Quels sont les principaux débouchés ?
Le taux d’emploi est quasiment de 100 % dans les 6 mois suivant l’obtention du diplôme, le plus souvent au sein de banques privées parisiennes ou de grands cabinets de CGP. Nous observons depuis une dizaine d’années de plus en plus de débouchés au sein de family offices. Notre master étant proposé uniquement en alternance, les recrutements ont souvent lieu dans la même structure. Chaque année, une petite partie de la promotion commence sa carrière au Luxembourg, mais aussi en Belgique, aux Pays-Bas, en Suisse, à Monaco et même à New York.
Comment la formation a-t-elle évolué ces dernières années ?
Nous nous assurons qu’elle soit toujours en phase avec les attentes de nos entreprises partenaires. Cela fait l’objet d’échanges deux fois par an. Pour répondre à l’évolution des attentes de la clientèle intermédiée, plus particulièrement des jeunes générations, nous avons renforcé les enseignements sur la finance durable et à impact, mais aussi sur la philanthropie. Nos étudiants sont d’ailleurs devenus très sensibles à ces enjeux. L’investissement sur le marché de l’art est aussi l’une des grandes tendances. L’art-finance ainsi que la gestion d’un patrimoine artistique font donc partie des enseignements. Nous avons même créé en 2020 un Executive Master Marché de l’art - Gestion de patrimoine. En outre, depuis 4 ans, nous publions annuellement, avec ma codirectrice Amélie de Bryas et une vingtaine de contributeurs spécialisés, le Manuel de Gestion du Patrimoine chez Vuibert. Le savoir-être étant capital pour gagner et conserver la confiance des clients, les cours de business étiquette et de théâtre font partie intégrante de la formation, tout comme les sorties à l’Opéra. L’observation des comportements lors des entractes est riche d’enseignements pour de futurs CGP.
Ce master est également accessible à des professionnels en formation continue. Quelles sont leurs motivations ?
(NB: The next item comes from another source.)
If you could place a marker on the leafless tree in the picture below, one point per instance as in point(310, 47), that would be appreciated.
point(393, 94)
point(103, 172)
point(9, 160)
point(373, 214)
Ce parcours rencontre un franc succès auprès de professionnels souhaitant opérer un virage, généralement vers 45 ans. Ils proviennent pour environ 40 % du secteur de la finance et de la banque, pour 40 % de professions réglementées. Les 20 % restants ont des parcours professionnels variés, sans forcément de liens avec la formation enseignée. Une fois diplômés, ils optent souvent pour l’entrepreneuriat. Ils peuvent capitaliser sur leur réseau professionnel, condition sine qua non pour se lancer en tant qu’indépendant.